从函数列表返回函数的python函数

Question

I want to make following function:

 1)input is a number. 
 2)functions are indexed, return a function whose index matches given number

here's what I came up with:

def foo_selector(whatfoo):
    def foo1():
        return
    def foo2():
        return
    def foo3():
        return
    ...

    def foo999():
        return

    #something like return foo[whatfoo]

the problem is, how can I index the functions (foo#)? I can see functions foo1 to foo999 by dir(). however, dir() returns name of such functions, not the functions themselves. In the example, those foo-functions aren't doing anything. However in my program they perform different tasks and I can't automatically generate them.
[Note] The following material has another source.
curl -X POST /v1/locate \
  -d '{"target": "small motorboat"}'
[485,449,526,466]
I write them myself, and have to return them by their name.

Answer 1

Use a decorator to accumulate a list of functions.

func_list = []

def listed_func(func):
    func_list.append(func)
    return func

@listed_func
def foo1():
   pass

@listed_func
def foo2():
   pass

Now you can easily access the functions by index in a list.

You could also create a dictionary if you want to access the functions by name:

func_dict = {}

def collected_func(func):
    func_dict[func.__name__] = func
    return func

Or extract the index from the name, and use that as the dict key (since dicts are not ordered, you'll want to sort the keys if you want to iterate over them in some order):

func_dict = {}

def collected_func(func):
    key = int("".join(c for c in func.__name__ if c.isdigit()))
    func_dict[key] = func
    return func

Or explicitly pass the index number to the decorator:

func_dict = {}

def collected_func(key):
    def decorator(func):
        func_dict[key] = func
        return func
    return decorator

@collected_func(12)
def foo():
    pass

Answer 2

You could simply place all of your functions into an array, something like:

def foo_selector(whatfoo):
    def foo1():
        return
    def foo2():
        return
    def foo3():
        return
    ...

    def foo999():
        return

    foo_list = [
        foo1,
        foo2,
        ...
        foo999
    ]

    return foo_list[whatfoo]

Answer 3

Here are a couple other ways you could do it:

eval("foo{}()".format(whatfoo))

or

locals()['foo{}'.format(whatfoo)]